As long as America has novelists such as Jesmyn Ward, it will not lose its soul.
"Sing, Unburied, Sing," the story of a few days in the lives of a tumultuous Mississippi Gulf Coast family and the histories and ghosts that haunt it, is nothing short of magnificent. Combining stark circumstances with magical realism, it illuminates America's love-hate tug between the races in a way that we seem incapable of doing anywhere else but in occasional blessed works of art.
But first, it tells a great story.
Pop and Mam, an elderly African-American couple living in a shabby country home surrounded by chickens, goats and tall pines growing out of red clay, are lovingly raising their grandchildren, Jojo, 13, and Kayla, 3. The elders are wise, taciturn and kind, but Mam is dying of cancer, her breath "a jagged wind," and the children are being reclaimed by their parents, Pop and Mam's daughter, Leonie, and her husband, Michael, who has just been released from Parchman Farm, the Mississippi state penitentiary where Pop also spent time, long ago.

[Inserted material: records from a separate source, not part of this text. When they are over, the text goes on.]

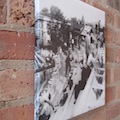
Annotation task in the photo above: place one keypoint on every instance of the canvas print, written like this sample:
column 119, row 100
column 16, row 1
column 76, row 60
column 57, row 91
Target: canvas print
column 69, row 59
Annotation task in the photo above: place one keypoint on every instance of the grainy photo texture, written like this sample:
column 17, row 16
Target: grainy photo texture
column 69, row 59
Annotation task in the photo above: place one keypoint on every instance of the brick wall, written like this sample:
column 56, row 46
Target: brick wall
column 17, row 54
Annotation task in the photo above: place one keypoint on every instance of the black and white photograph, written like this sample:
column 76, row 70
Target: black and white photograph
column 69, row 59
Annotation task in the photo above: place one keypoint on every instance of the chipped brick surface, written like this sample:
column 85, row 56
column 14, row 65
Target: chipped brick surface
column 3, row 11
column 22, row 12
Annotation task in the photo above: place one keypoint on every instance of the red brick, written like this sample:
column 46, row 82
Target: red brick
column 16, row 84
column 3, row 11
column 117, row 21
column 109, row 36
column 117, row 38
column 22, row 12
column 117, row 92
column 110, row 94
column 109, row 14
column 118, row 55
column 110, row 54
column 15, row 45
column 109, row 75
column 17, row 113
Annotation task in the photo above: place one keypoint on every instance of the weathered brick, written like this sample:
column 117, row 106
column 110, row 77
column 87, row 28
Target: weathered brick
column 15, row 45
column 16, row 64
column 117, row 92
column 17, row 113
column 117, row 38
column 118, row 55
column 16, row 84
column 110, row 94
column 117, row 4
column 110, row 54
column 117, row 21
column 22, row 12
column 3, row 11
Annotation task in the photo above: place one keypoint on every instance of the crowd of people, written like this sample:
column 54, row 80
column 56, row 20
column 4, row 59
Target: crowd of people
column 66, row 69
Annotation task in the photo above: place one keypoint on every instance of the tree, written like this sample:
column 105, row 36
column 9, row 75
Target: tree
column 45, row 12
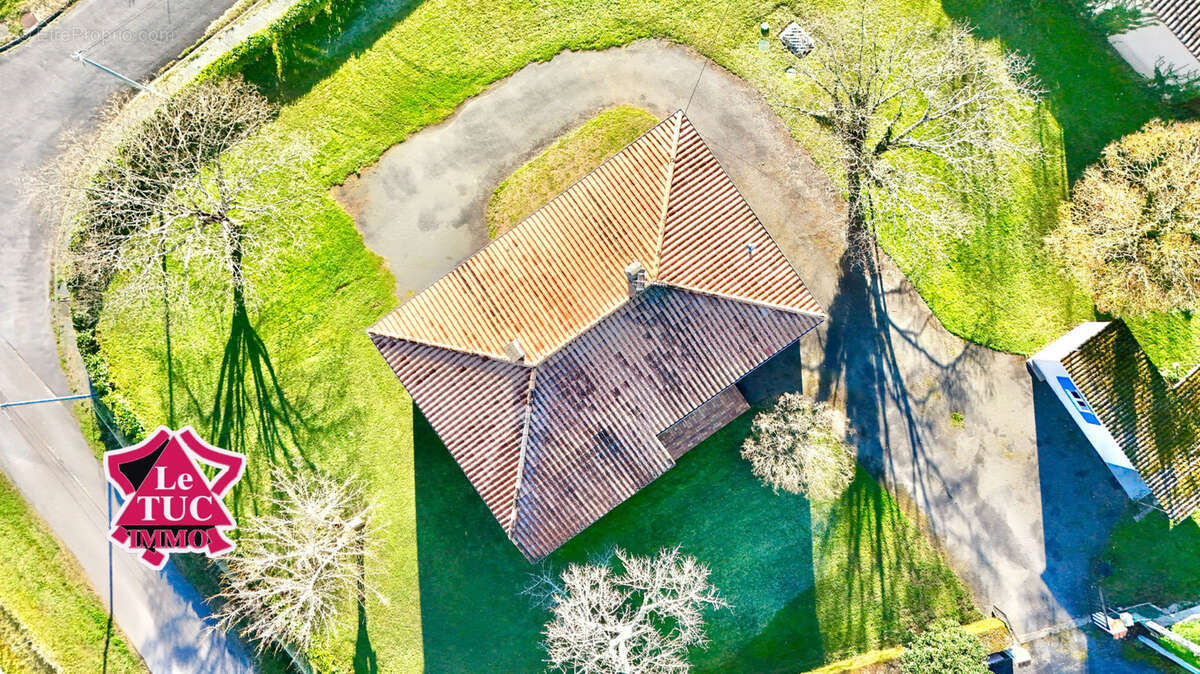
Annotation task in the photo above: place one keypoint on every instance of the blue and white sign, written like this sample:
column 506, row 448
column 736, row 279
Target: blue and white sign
column 1078, row 399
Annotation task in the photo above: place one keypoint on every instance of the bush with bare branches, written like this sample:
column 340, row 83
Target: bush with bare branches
column 1131, row 233
column 918, row 115
column 796, row 445
column 299, row 563
column 641, row 617
column 178, row 192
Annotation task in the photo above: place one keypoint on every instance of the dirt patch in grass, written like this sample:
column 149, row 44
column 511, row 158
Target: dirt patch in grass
column 565, row 161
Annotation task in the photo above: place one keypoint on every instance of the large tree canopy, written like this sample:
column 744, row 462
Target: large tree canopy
column 1132, row 230
column 918, row 115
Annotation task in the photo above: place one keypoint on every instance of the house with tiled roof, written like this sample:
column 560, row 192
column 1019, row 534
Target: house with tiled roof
column 576, row 357
column 1145, row 428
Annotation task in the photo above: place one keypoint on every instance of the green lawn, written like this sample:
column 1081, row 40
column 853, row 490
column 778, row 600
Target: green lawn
column 1001, row 290
column 45, row 590
column 805, row 584
column 1151, row 561
column 565, row 161
column 1188, row 630
column 327, row 398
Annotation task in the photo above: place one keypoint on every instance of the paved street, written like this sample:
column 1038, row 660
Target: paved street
column 41, row 447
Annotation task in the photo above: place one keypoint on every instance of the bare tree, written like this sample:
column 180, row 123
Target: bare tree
column 180, row 191
column 796, row 445
column 641, row 617
column 299, row 563
column 1131, row 233
column 919, row 118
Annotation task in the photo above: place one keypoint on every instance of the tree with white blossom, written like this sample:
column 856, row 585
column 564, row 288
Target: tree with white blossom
column 921, row 116
column 797, row 445
column 637, row 615
column 298, row 563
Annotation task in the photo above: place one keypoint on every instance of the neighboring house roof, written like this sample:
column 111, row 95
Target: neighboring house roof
column 555, row 439
column 1157, row 425
column 1182, row 18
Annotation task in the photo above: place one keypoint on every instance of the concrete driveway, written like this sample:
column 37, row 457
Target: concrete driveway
column 1018, row 500
column 41, row 447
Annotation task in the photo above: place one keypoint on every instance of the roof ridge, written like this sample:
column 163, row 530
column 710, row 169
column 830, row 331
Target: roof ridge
column 487, row 292
column 743, row 300
column 678, row 115
column 372, row 334
column 525, row 446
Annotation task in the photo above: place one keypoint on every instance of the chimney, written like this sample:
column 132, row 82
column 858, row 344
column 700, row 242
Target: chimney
column 514, row 350
column 636, row 275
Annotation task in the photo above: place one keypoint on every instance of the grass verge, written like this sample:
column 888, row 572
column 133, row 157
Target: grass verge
column 46, row 593
column 1151, row 561
column 565, row 161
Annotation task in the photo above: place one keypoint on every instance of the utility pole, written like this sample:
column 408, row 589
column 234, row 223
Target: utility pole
column 82, row 59
column 55, row 399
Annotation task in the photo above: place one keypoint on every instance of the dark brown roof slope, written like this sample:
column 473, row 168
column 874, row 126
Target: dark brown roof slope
column 1156, row 425
column 556, row 440
column 1182, row 18
column 599, row 404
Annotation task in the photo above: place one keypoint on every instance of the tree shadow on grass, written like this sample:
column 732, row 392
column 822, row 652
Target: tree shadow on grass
column 316, row 49
column 759, row 546
column 250, row 413
column 365, row 660
column 1093, row 94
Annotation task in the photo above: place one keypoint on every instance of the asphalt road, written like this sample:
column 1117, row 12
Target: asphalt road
column 46, row 94
column 1019, row 500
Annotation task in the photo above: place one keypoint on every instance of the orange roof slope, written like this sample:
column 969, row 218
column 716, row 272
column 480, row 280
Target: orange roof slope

Leonie and Michael are an interracial couple, which matters little to them and very much to Michael's white family, which long ago had a role in the death of Leonie's teen brother, Given. The couple are tightly bound by a consumptive love that shuts out everyone else — including their children — and by their addiction to meth. "We hold hands and pretend at forgetting," Leonie says of their toxic bond. When she packs up the kids to travel to Parchman and bring Michael home, disasters pop up like roadkill.
Also along for the ride on this Homeric journey are two ghosts: Given, the lost brother, and Richie, a boy who died years ago at Parchman. Both died violently, the former in modern times and the latter during the Jim Crow era, in ways that reflect the worst of American race relations then and now.
Three narrators tell the story — young Jojo, damaged Leonie and ghostly Richie, with the threads of their tales slowly coming together in a powerful end. The book's title could be read two ways — as an ode to the haunting music of the undead, whose histories shape our own, or as an exhortation to those still living to stand tall and proud against every form of bondage.
Ward's characters are humble and epic, especially Pop and Jojo, linked by a love and respect that bridges the gap created by the wasted generation between them.